И он спал всю ночь как младенец, пока я его не разбудила на рассвете, а я так и не могла уснуть и в конце концов поднялась и села у окна, откуда видна была площадь в лунном свете, та самая, где днем стояли шеренги, и деревья на краю площади, блестевшие в лунном свете, и черные тени, которые от них падали, и скамейки, тоже облитые лунным светом, и поблескивавшие осколки бутылок, а дальше обрыв, откуда всех сбросили, и за ним пустота. Кругом было тихо, только в фонтане плескалась вода, и я сидела и думала: как же скверно мы начинаем.

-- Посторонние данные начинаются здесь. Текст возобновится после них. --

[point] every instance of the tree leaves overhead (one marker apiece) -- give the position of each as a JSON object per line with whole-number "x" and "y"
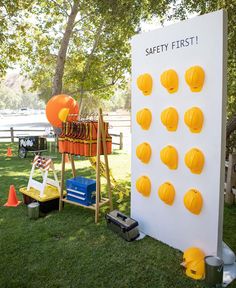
{"x": 99, "y": 48}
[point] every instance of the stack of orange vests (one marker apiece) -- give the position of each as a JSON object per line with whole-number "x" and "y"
{"x": 80, "y": 138}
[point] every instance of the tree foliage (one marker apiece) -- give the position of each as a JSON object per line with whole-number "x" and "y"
{"x": 98, "y": 55}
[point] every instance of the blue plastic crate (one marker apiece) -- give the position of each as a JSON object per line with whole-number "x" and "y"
{"x": 81, "y": 190}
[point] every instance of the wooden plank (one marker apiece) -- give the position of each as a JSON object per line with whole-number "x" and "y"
{"x": 62, "y": 180}
{"x": 231, "y": 179}
{"x": 106, "y": 160}
{"x": 73, "y": 165}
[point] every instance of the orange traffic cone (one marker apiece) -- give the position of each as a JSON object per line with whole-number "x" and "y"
{"x": 67, "y": 160}
{"x": 9, "y": 152}
{"x": 12, "y": 198}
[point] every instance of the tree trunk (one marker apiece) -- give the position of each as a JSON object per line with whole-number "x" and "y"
{"x": 61, "y": 57}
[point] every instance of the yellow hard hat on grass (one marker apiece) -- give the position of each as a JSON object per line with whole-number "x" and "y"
{"x": 193, "y": 263}
{"x": 170, "y": 80}
{"x": 169, "y": 156}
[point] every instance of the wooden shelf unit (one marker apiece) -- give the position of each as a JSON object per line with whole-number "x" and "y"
{"x": 100, "y": 201}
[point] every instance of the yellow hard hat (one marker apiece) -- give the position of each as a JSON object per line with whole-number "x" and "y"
{"x": 166, "y": 193}
{"x": 144, "y": 83}
{"x": 194, "y": 119}
{"x": 169, "y": 79}
{"x": 144, "y": 152}
{"x": 195, "y": 77}
{"x": 193, "y": 262}
{"x": 194, "y": 160}
{"x": 193, "y": 201}
{"x": 144, "y": 118}
{"x": 143, "y": 185}
{"x": 170, "y": 118}
{"x": 169, "y": 156}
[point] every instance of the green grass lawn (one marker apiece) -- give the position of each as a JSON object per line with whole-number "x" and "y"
{"x": 68, "y": 250}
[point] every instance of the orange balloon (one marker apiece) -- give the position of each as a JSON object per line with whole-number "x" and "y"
{"x": 58, "y": 102}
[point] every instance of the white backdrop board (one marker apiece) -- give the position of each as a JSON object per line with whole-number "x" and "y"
{"x": 202, "y": 44}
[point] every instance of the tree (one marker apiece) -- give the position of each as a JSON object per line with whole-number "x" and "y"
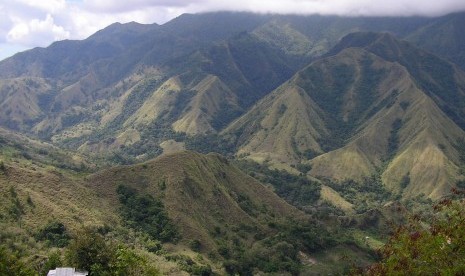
{"x": 437, "y": 249}
{"x": 89, "y": 251}
{"x": 10, "y": 264}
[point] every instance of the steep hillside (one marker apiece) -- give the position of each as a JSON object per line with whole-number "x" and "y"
{"x": 202, "y": 194}
{"x": 373, "y": 110}
{"x": 229, "y": 216}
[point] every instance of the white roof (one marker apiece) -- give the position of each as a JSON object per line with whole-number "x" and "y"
{"x": 66, "y": 271}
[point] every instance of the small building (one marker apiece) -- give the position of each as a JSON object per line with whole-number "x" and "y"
{"x": 66, "y": 271}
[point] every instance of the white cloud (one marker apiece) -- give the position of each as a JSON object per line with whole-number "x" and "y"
{"x": 36, "y": 32}
{"x": 40, "y": 22}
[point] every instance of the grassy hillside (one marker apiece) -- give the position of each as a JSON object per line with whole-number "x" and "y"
{"x": 355, "y": 114}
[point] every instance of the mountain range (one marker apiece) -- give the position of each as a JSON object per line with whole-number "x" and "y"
{"x": 344, "y": 116}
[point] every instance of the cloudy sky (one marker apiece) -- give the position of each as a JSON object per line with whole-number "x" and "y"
{"x": 25, "y": 24}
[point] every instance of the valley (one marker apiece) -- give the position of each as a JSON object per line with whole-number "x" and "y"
{"x": 230, "y": 143}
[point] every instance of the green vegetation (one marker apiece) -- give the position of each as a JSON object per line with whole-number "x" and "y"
{"x": 365, "y": 195}
{"x": 11, "y": 264}
{"x": 297, "y": 190}
{"x": 90, "y": 251}
{"x": 393, "y": 141}
{"x": 146, "y": 214}
{"x": 187, "y": 264}
{"x": 438, "y": 248}
{"x": 277, "y": 253}
{"x": 54, "y": 233}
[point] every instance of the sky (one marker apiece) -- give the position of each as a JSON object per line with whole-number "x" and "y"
{"x": 25, "y": 24}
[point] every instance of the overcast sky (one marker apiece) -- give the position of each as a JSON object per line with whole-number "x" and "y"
{"x": 25, "y": 24}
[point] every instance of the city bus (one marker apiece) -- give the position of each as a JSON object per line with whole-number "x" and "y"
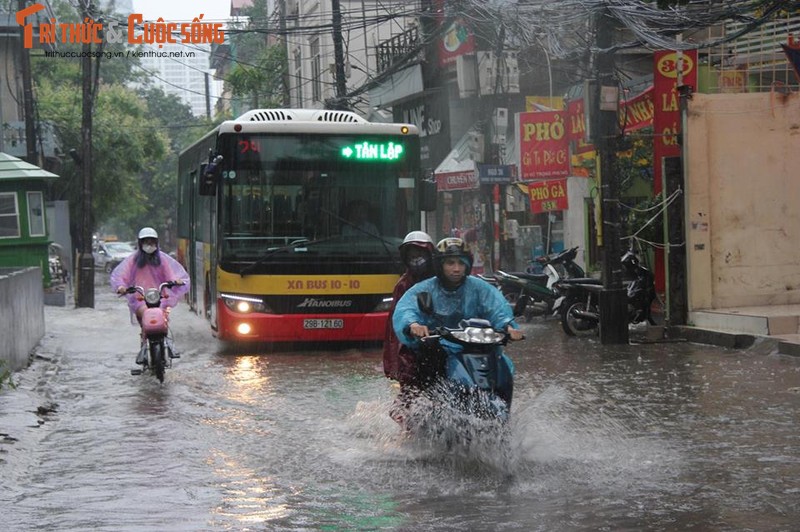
{"x": 289, "y": 222}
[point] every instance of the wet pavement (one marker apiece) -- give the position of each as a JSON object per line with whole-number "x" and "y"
{"x": 670, "y": 435}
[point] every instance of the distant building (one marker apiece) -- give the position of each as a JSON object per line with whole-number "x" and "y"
{"x": 183, "y": 70}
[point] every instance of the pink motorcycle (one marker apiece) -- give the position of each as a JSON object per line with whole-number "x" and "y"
{"x": 156, "y": 353}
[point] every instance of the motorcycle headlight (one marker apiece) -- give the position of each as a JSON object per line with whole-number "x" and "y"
{"x": 244, "y": 304}
{"x": 152, "y": 296}
{"x": 478, "y": 335}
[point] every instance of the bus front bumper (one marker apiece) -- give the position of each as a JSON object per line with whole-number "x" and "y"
{"x": 259, "y": 327}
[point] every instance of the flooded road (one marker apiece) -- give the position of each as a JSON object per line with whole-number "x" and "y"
{"x": 656, "y": 436}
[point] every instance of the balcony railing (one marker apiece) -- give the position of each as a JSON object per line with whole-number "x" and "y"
{"x": 399, "y": 47}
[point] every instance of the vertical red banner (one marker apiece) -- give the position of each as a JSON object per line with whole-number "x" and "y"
{"x": 666, "y": 114}
{"x": 667, "y": 121}
{"x": 543, "y": 145}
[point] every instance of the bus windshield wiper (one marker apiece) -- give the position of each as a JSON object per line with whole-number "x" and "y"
{"x": 301, "y": 242}
{"x": 357, "y": 228}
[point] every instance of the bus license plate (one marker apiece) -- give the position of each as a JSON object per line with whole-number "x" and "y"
{"x": 323, "y": 324}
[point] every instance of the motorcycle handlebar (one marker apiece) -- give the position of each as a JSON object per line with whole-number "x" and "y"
{"x": 139, "y": 289}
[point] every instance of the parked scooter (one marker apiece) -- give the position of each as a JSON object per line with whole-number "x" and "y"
{"x": 156, "y": 348}
{"x": 477, "y": 386}
{"x": 579, "y": 306}
{"x": 538, "y": 289}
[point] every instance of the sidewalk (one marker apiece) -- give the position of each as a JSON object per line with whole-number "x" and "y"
{"x": 739, "y": 327}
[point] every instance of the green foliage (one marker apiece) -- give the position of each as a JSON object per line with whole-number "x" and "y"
{"x": 5, "y": 376}
{"x": 137, "y": 134}
{"x": 262, "y": 82}
{"x": 257, "y": 76}
{"x": 634, "y": 159}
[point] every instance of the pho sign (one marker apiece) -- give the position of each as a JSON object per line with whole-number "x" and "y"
{"x": 548, "y": 196}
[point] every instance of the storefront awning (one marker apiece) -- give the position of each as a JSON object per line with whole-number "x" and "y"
{"x": 457, "y": 170}
{"x": 12, "y": 168}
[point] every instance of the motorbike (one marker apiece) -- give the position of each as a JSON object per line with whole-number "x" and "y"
{"x": 471, "y": 389}
{"x": 538, "y": 289}
{"x": 156, "y": 344}
{"x": 579, "y": 306}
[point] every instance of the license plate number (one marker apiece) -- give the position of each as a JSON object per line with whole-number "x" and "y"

Окно было раскрыто, и со стороны Фонды мне вдруг послышался женский плач. Я вышла на балкон, босыми ногами ступая по железу; фасады домов вокруг площади были освещены луной, а плач доносился с балкона дона Гильермо. Это его жена стояла там на коленях и плакала.

Тогда я вернулась в комнату и снова села у окна, и мне не хотелось ни о чем думать, потому что это был самый плохой день в моей жизни, если не считать еще одного дня.

— А когда был этот другой день? — спросила Мария.

— Три дня спустя, когда город взяли фашисты.

— Про это не говори, — сказала Мария. — Я не хочу слушать. Довольно. И так слишком много.

— Я ведь говорила, что тебе не надо этого слушать, — сказала Пилар. — Видишь! Я не хотела, чтоб ты слушала. Вот теперь тебе приснятся дурные сны.

— Нет, — сказала Мария. — Но больше я не хочу.

— А мне бы хотелось как-нибудь еще послушать, — сказал Роберт Джордан.

— Ладно, — сказала Пилар. — Но Марии это вредно.

— Я не хочу, — жалобно сказала Мария. — Не надо, Пилар. Не рассказывай при мне, а то я волей-неволей буду слушать.

Губы у нее тряслись, и Роберт Джордан подумал, что она сейчас заплачет.

— Не надо, Пилар, не говори.

— Не бойся, стригунок, — сказала Пилар. — Не бойся. Но тебе я расскажу, Ingles, как-нибудь в другой раз.

— Но я хочу всегда быть там, где он, — сказала Мария. — Нет, Пилар, не рассказывай ты этого совсем.

— Я расскажу, когда ты будешь занята.

— Нет. Нет. Не надо. Не будем совсем говорить про это, — попросила Мария.

— Раз уж я рассказала про то, что делали мы, надо и это рассказать, иначе несправедливо, — ответила Пилар. — Но я расскажу так, что ты не услышишь.

— Неужели нельзя говорить о чем-нибудь приятном? — сказала Мария. — Неужели нужно всегда говорить про эти ужасы?

— Вот после обеда, — сказала Пилар, — останетесь вы вдвоем, ты и Ingles. Тогда будете говорить о чем хотите.

— Ну так пускай скорей придет после обеда, — сказала Мария. — Пусть оно прилетит.

— Придет, придет, — сказала ей Пилар. — Прилетит, а потом и улетит, и завтрашний день тоже улетит.

— После обеда, — сказала Мария. — После обеда. Пускай скорей придет после обеда.